3

I have a list in my hand and I want to create vocabulary from this list. Then, I want to show each word and count the same strings in this list.

The sample list as below.

    new_list = ['one', 'thus', 'once', 'one', 'count', 'once', 'this', 'thus']

First, I created a vocabulary with below.

    vocabulary = []
        for i in range (0, len(new_list)):
            if new_list[i] not in vocabulary:
                vocabulary.append(new_list[i])`
    print vocabulary

The output of above code is: "count, once, one, this, thus."

I want to show the number of each words in the list as below. [count][1], [once][2], [one][2], [this][1], [thus][2].

In order to get above result; I try below code.

    matris = []

    for i in range(0,len(new_list)):
        temp = []
        temp.insert(0,new_list.count(new_list[i]))        
        matris.append(temp)

    for x in matris:
        print x

Above code only gives the number of words. Can someone advise me how can I print the word name and number of the words together such as in [once][2] format.

Behzat
  • 121
  • 2
  • 10

2 Answers2

6

Use a Counter dict to get the word count then just iterate over the .items:

from collections import Counter

new_list = ['one', 'thus', 'once', 'one', 'count', 'once', 'this', 'thus']

cn = Counter(new_list)
for k,v in cn.items():
    print("{} appears  {} time(s)".format(k,v))

If you want that particular output you can wrap the elements in the str.format:

for k,v in cn.items():
    print("[{}][{}]".format(k,v))

[thus][2]
[count][1]
[one][2]
[once][2]
[this][1]

To get the output from highest count to lowest use .most_common:

cn = Counter(new_list)
for k,v in cn.most_common():
    print("[{}][{}]".format(k,v))

Output:

[once][2]
[thus][2]
[one][2]
[count][1]
[this][1]

If you want the data alphabetically from lowest to highest and from highest to lowest for the count you need to pass a key -x[1] to sorted to negate the count sorting the count from highest to lowest:

for k, v in sorted(cn.items(), key=lambda x: (-x[1],x[0])):
    print("[{}][{}]".format(k, v))

Output:

[once][2]
[one][2]
[thus][2]
[count][1]
[this][1]
Padraic Cunningham
  • 176,452
  • 29
  • 245
  • 321
  • Thanks Padraic.

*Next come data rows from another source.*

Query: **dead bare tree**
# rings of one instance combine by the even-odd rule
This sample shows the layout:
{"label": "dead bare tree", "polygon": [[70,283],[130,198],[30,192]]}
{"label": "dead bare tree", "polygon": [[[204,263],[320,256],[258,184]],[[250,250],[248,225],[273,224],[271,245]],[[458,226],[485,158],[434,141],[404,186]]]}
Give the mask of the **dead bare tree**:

It works well. I also want to sort the words by number of counts from maksimum to minimum. Firstly, according to number of counts and then alphabeticaly second. such as [once][2], [one][2], [thus][2], [count][1], [this][1]. – Behzat Jun 07 '15 at 11:10
  • See the wiki: https://wiki.python.org/moin/HowTo/Sorting Especially the section on key functions. Sort by word first, THEN by value to get what you expect. Also, note that sorting is stable in Python according to this question: http://stackoverflow.com/questions/1915376/is-pythons-sorted-function-guaranteed-to-be-stable – Kevin Anderson Jun 07 '15 at 11:17
  • @Padraic it does not sort alphabetically. "for k, v in sorted(cn.items(), key=lambda x: -x[1]):" It still sorts according to number of counts only. – Behzat Jun 07 '15 at 11:40
0
new_list = ['one', 'thus', 'once', 'one', 'count', 'once', 'this', 'thus']
vocabulary = list(dict.fromkeys(new_list))
print(*vocabulary, sep = "\n")

OUTPUT:
one
thus
once
count
this

#######################
matris= ["["+str(item)+"]"+"["+str(new_list.count(item))+"]" for item in 
new_list]
print(*list(dict.fromkeys(matris)), sep = "\n")

OUTPUT:
[one][2]
[thus][2]
[once][2]
[count][1]
[this][1]
Jamal
  • 1